Proton magnetic resonance imaging (MRI) and spectroscopy (MRS) are widely used in clinical and research applications. Recent interest in X-nuclei studies highlights their ability to provide additional biochemical information, but the intrinsically low X-nuclear signal-to-noise ratio (SNR) significantly increases scan time. Simultaneous (rather than serial) acquisition of multiple nuclei can significantly reduce experiment time, but most conventional MR systems lack this capability without modifications. We present a cost-effective system that enables simultaneous multinuclear imaging and spectroscopy on conventional MR spectrometers. Our approach offers enhanced flexibility for multinuclear experiments, supports multinuclear array receive capability, and maintains phase stability in the radio frequency (RF) chain. The proposed system comprised multiple transmit and receive mixing channels and a four-channel flexible local oscillator (LO) source. By interfacing with the spectrometer, simultaneous transmit and receive at different frequencies were achieved. The performance of the system was evaluated through bench measurement and phantom multinuclear MRI and MRS experiments. Transmit and receive channel isolation of better than 30 dB was measured on the bench. Simultaneous excitation and reception of 2H and 23Na gradient echo images were acquired, as well as interleaved excitation with simultaneous reception of 1H, 2H, and 23Na FIDs. Water-suppressed 1H and 31P MRS were performed simultaneously on phantoms mimicking muscle metabolites. Results across all experiments showed no signal-to-noise ratio (SNR) loss compared to single-frequency operation.
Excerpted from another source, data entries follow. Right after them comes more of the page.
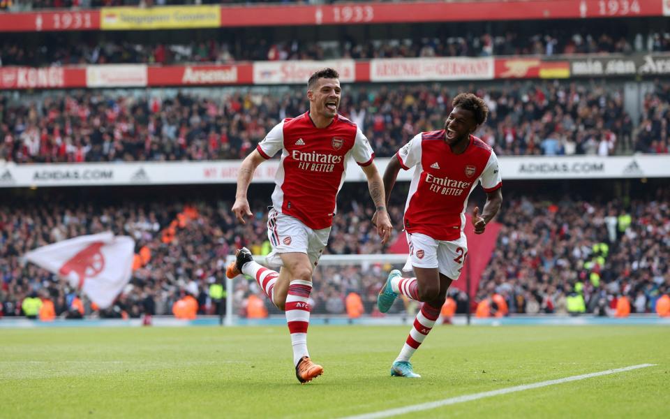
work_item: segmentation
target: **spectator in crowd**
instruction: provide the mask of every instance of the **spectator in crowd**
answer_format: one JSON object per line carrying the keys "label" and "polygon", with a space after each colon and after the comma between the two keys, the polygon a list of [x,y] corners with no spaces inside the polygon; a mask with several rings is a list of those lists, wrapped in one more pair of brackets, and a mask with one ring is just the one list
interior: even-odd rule
{"label": "spectator in crowd", "polygon": [[[366,196],[364,190],[358,196]],[[43,299],[50,297],[57,317],[69,316],[70,307],[77,305],[73,302],[77,299],[81,305],[74,311],[80,316],[165,315],[172,313],[174,302],[187,291],[198,297],[192,298],[198,312],[212,312],[213,307],[206,307],[212,304],[208,298],[210,278],[223,275],[231,249],[246,246],[263,254],[267,220],[262,203],[252,203],[255,215],[241,226],[230,215],[230,201],[171,201],[147,198],[113,204],[90,199],[50,199],[49,205],[0,203],[2,315],[23,315],[22,302],[34,293]],[[166,235],[166,228],[184,212],[185,207],[192,208],[191,218],[184,221],[173,235]],[[402,204],[392,205],[392,218],[399,219],[403,208]],[[325,253],[386,251],[366,233],[371,231],[371,210],[356,202],[341,208]],[[609,228],[612,219],[616,220],[613,235]],[[670,289],[670,189],[660,188],[650,198],[630,203],[521,196],[503,205],[497,221],[502,228],[475,302],[487,300],[489,314],[500,309],[510,314],[565,314],[572,311],[567,300],[573,291],[583,299],[584,311],[588,313],[613,315],[620,296],[629,300],[634,312],[654,313],[659,307],[665,309],[665,295]],[[137,249],[147,247],[151,253],[107,309],[96,309],[85,295],[77,297],[64,280],[20,262],[21,255],[35,247],[105,230],[131,235]],[[344,297],[354,291],[360,296],[363,312],[374,314],[377,291],[394,267],[372,262],[320,265],[315,270],[316,285],[311,302],[314,312],[345,314],[350,300]],[[238,309],[246,307],[249,295],[262,293],[255,281],[245,280],[235,281],[234,289],[229,291]],[[454,290],[451,295],[457,312],[464,312],[465,294]],[[358,306],[351,304],[352,307]],[[271,306],[265,307],[268,313],[280,313]],[[403,309],[399,303],[392,312]]]}
{"label": "spectator in crowd", "polygon": [[[645,100],[635,148],[668,149],[670,84]],[[458,91],[438,84],[358,86],[341,103],[392,156],[412,133],[443,126]],[[477,135],[498,155],[596,154],[631,149],[623,92],[604,84],[519,83],[477,91],[491,112]],[[202,96],[111,91],[0,94],[0,160],[16,163],[239,159],[280,119],[302,112],[299,94],[256,88]]]}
The proposed system supports multiple variations of simultaneous experiments on conventional MRI systems, demonstrating its flexibility in configuring experiments with varying numbers of nuclei (2-4), different transmit modes (simultaneous or interleaved), and supporting receive array coils of up to 16 channels, while maintaining phase stability in the RF chain without the need for retrospective correction.